Le journaliste Loup Bureau, revenu en France dimanche dernier, a fait le récit de ses 52 jours de détention en Turquie vendredi sur Les Jours et France Inter.

Gaël Vaillant , Mis à jour le
Loup Bureau dimanche dernier à son retour en France.
Loup Bureau dimanche dernier à son retour en France. © Sipa

Loup Bureau a passé 52 jours de détention dans une prison turque.
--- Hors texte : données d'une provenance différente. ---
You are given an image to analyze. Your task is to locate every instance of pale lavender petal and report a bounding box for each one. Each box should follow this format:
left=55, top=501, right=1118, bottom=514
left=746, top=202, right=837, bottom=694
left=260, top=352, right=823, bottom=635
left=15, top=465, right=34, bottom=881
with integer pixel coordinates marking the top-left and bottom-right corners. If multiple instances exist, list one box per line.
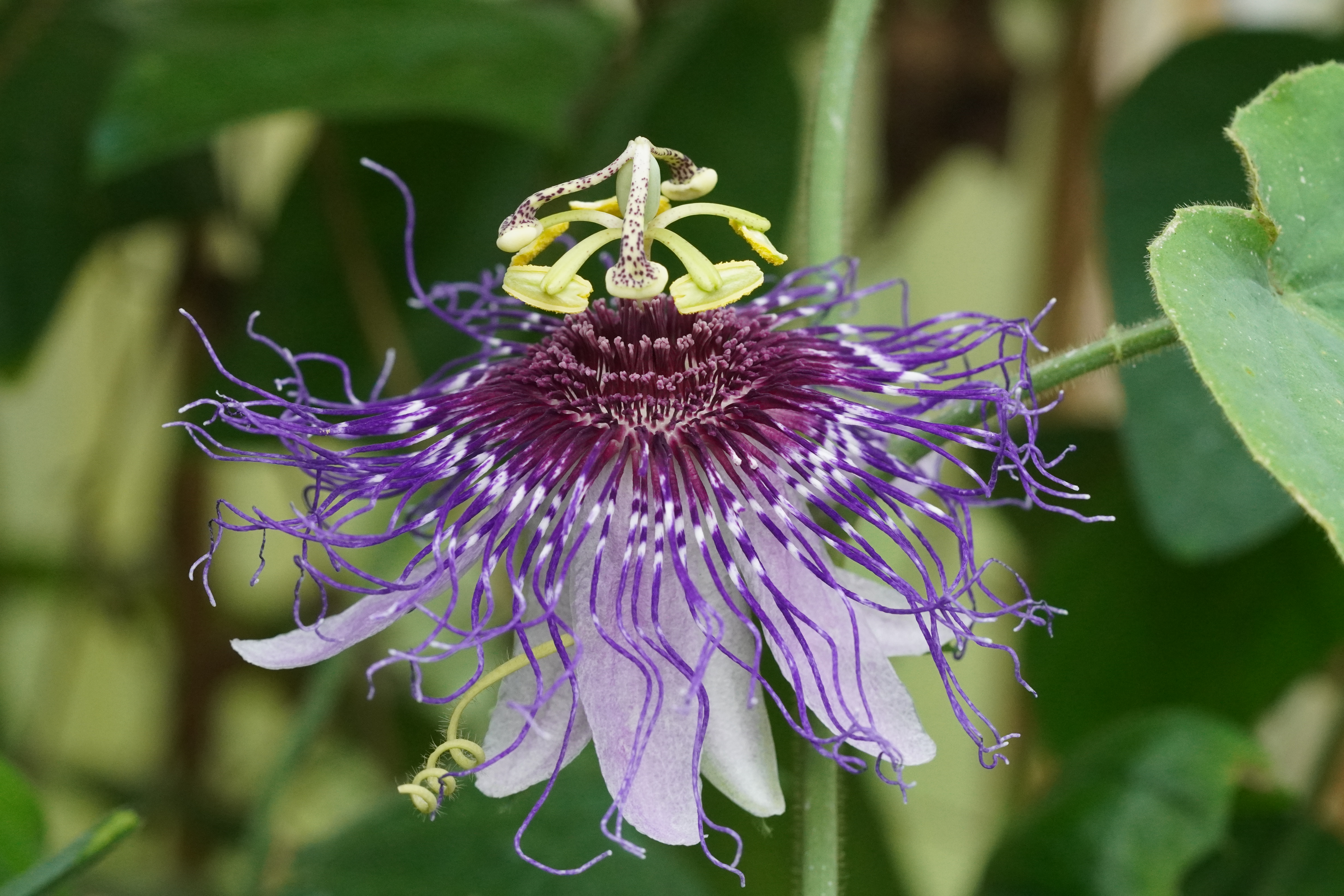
left=832, top=568, right=957, bottom=657
left=230, top=575, right=449, bottom=669
left=689, top=552, right=784, bottom=817
left=566, top=475, right=704, bottom=845
left=743, top=515, right=935, bottom=766
left=476, top=630, right=593, bottom=797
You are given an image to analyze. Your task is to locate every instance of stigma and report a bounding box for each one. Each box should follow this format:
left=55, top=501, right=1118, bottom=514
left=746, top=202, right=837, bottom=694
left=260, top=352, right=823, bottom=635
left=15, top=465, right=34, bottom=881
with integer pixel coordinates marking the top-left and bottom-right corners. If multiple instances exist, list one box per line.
left=495, top=137, right=788, bottom=314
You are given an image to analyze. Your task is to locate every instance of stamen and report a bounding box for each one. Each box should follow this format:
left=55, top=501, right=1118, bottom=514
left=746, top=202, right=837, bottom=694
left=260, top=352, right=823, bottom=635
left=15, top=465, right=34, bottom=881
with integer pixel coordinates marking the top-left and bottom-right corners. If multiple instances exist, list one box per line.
left=396, top=634, right=574, bottom=815
left=501, top=265, right=593, bottom=314
left=496, top=137, right=789, bottom=313
left=508, top=222, right=570, bottom=267
left=542, top=227, right=621, bottom=295
left=668, top=262, right=765, bottom=314
left=495, top=140, right=634, bottom=252
left=728, top=218, right=789, bottom=265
Des "très longues journées" que le jeune journaliste français, encore étudiant, a décrit pour la première fois jeudi sur le site Les Jours et vendredi matin sur France Inter . Il détaille son calvaire qui a débuté le 25 juillet dernier, à Silopi, cette commune turque à la frontière avec la Syrie et l'Irak. Le jeune homme de 27 ans est alors à bord d'un taxi collectif arrêté, vers minuit, car le chauffeur faisait de la contrebande de cigarettes. Très vite, Loup Bureau arrive à convaincre qu'il n'a rien à voir avec ce trafic, mais c'est trop tard : le voilà avec son matériel - appareil photo et disques durs - dans le commissariat de Silopi, un des postes-frontière les plus surveillés par les autorités turques.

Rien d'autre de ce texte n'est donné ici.